24荷主研究者:2003/12/14(日) 01:59

http://www.hokkoku.co.jp/_today/H20031213002.htm
2003年12月13日更新 北國新聞
能越道高架化で室町期の遺構守れ 七尾城跡ふもと 工費35億円増でも保護優先

 七尾城跡のふもとの地下に広がる室町期の城下町遺構を能越自動車道の土盛り工法による九十万トンもの巨大な重量圧から守るため、国土交通省金沢河川国道事務所は十二日までに、九百メートル間で高架橋方式の採用を正式に決めた。土盛り工法に比べて工費は約三十五億円膨れるものの、県教委などの強い要望を受け、全国屈指の規模を誇る山城を支えた城下町遺構に配慮した。

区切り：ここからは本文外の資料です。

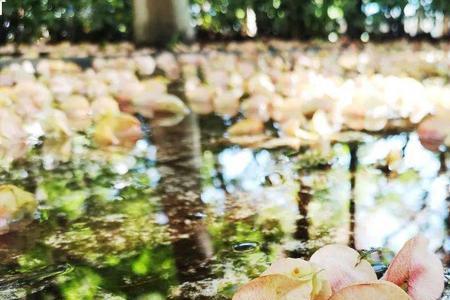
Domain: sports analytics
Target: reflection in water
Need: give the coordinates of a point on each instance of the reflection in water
(198, 219)
(180, 189)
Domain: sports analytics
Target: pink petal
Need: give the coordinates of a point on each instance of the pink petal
(343, 266)
(274, 287)
(376, 290)
(433, 132)
(419, 269)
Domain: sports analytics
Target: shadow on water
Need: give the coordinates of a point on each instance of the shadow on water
(195, 218)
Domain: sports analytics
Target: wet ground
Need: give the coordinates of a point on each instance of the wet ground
(193, 218)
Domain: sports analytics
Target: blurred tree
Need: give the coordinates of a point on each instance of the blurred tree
(159, 22)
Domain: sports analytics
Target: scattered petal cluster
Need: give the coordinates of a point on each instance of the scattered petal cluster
(339, 272)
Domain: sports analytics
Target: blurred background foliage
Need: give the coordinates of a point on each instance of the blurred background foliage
(111, 20)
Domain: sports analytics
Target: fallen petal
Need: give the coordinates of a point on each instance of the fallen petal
(376, 290)
(274, 287)
(343, 266)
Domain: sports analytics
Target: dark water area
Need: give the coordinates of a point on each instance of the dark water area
(194, 217)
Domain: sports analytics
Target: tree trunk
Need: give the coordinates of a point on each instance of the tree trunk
(161, 21)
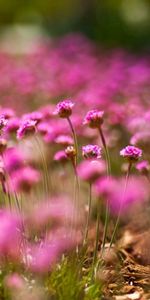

 高架方式を採用するのは、七尾市小池川原町―竹町間。一帯は室町幕府の管領職も務めた能登畠山氏が城下町を営んだ場所で、市教委が一九九五(平成七)年度から四年がかりで行った部分調査では、七尾城の総構えや町屋、武家屋敷、寺院跡とみられる礎石のほか、当時の町人たちが使っていたゲタなどの生活具も出土している。

 能越道にかかるエリアにも発掘の範囲を広げれば、旧城下町の遺構が大量出土することは確実で、仮に土盛り工法を取れば、地下の遺構に対して一平方メートル当たり千トンの重量圧が加わる。九百メートル間の合計では九十万トンの重さとなり、通行車の重量も加算されて遺構が激しく損傷する懸念もある。このため文化庁にも打診した県、市教委などから保護策を講じるよう国交省側に要望が出ていた。

 工費は土盛りなら十五億円だが、高架橋方式では五十億円と三倍強にも跳ね上がる。高架橋は暫定二車線の幅約二十二メートルで、地上からの高さは十―十五メートル。橋脚部以外は遺構が守られる。同省は来年度から高架橋の詳細設計に入ることにしており、事業を担当する金沢河川国道事務所調査第二課は「文化財保護と工費予算などの点を考慮しながら結論を出した」としている。